The June 2 issue of the New Yorker has a portrait of Roger Stone, the man who fingered Spitzer, and the man who provided most of the manpower behind the 2000 recount riot. The author is staff writer Jeffrey Toobin.
Here's Stone's philosophy from the closing paragraph:
Politics is not about uniting people. It’s about dividing people.
Here's his start in politics:
Stone moved to Washington to attend George Washington University, but he became so engrossed in Republican politics that he never graduated. He was just nineteen when he played a bit part in the Watergate scandals. He adopted the pseudonym Jason Rainier and made contributions in the name of the Young Socialist Alliance to the campaign of Pete McCloskey, who was challenging Nixon for the Republican nomination in 1972. Stone then sent a receipt to the Manchester Union Leader, to "prove" that Nixon’s adversary was a left-wing stooge.

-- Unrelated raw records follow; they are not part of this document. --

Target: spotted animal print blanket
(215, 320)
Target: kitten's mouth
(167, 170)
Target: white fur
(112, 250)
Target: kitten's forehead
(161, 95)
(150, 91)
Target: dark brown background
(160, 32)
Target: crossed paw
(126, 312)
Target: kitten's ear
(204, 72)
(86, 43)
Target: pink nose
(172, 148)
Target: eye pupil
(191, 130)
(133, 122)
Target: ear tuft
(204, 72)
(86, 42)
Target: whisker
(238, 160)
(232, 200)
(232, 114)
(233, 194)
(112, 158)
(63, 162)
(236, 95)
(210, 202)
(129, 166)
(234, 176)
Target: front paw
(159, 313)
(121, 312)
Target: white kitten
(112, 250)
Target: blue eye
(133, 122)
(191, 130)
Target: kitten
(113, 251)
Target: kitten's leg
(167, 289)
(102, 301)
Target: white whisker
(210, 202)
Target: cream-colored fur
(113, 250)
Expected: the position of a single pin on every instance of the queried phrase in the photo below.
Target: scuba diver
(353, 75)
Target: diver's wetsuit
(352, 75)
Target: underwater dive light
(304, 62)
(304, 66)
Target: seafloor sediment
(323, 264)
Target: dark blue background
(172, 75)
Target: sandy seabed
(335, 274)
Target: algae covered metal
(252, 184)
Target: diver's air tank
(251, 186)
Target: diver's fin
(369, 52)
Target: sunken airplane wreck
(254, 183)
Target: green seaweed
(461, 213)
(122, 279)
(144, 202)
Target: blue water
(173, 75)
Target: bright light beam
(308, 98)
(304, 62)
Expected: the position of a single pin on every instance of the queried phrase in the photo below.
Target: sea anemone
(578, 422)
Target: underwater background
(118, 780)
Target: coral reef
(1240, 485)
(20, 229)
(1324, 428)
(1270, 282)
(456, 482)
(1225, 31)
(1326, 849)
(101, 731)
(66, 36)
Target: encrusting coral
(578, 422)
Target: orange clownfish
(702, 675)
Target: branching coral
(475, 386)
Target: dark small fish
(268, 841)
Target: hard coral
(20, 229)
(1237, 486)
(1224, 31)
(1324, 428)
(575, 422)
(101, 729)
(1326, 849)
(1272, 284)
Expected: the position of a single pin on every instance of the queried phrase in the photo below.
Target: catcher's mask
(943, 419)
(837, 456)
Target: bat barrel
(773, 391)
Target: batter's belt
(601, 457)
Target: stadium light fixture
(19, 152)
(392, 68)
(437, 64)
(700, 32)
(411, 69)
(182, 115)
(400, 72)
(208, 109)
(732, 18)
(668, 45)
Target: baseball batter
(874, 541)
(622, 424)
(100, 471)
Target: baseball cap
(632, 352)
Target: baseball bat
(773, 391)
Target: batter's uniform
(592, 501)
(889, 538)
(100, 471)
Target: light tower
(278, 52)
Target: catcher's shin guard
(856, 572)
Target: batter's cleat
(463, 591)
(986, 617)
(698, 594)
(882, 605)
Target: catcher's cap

The dirty tricks after that focussed on Dems. Roger Stone has often worked with Charlie Black, famous Repub thug. Dengre wrote about the pair, Get Ready: McCain is surrounded by GOP thugs, last weekend.
The whole article brings one to a new level of sleaze. If we still had independent prosecutors, there would seem to be plenty here for conviction. The linked article includes a photo of Roger Stone, but is missing the hard copy reverse with a hard-to-believe tattoo.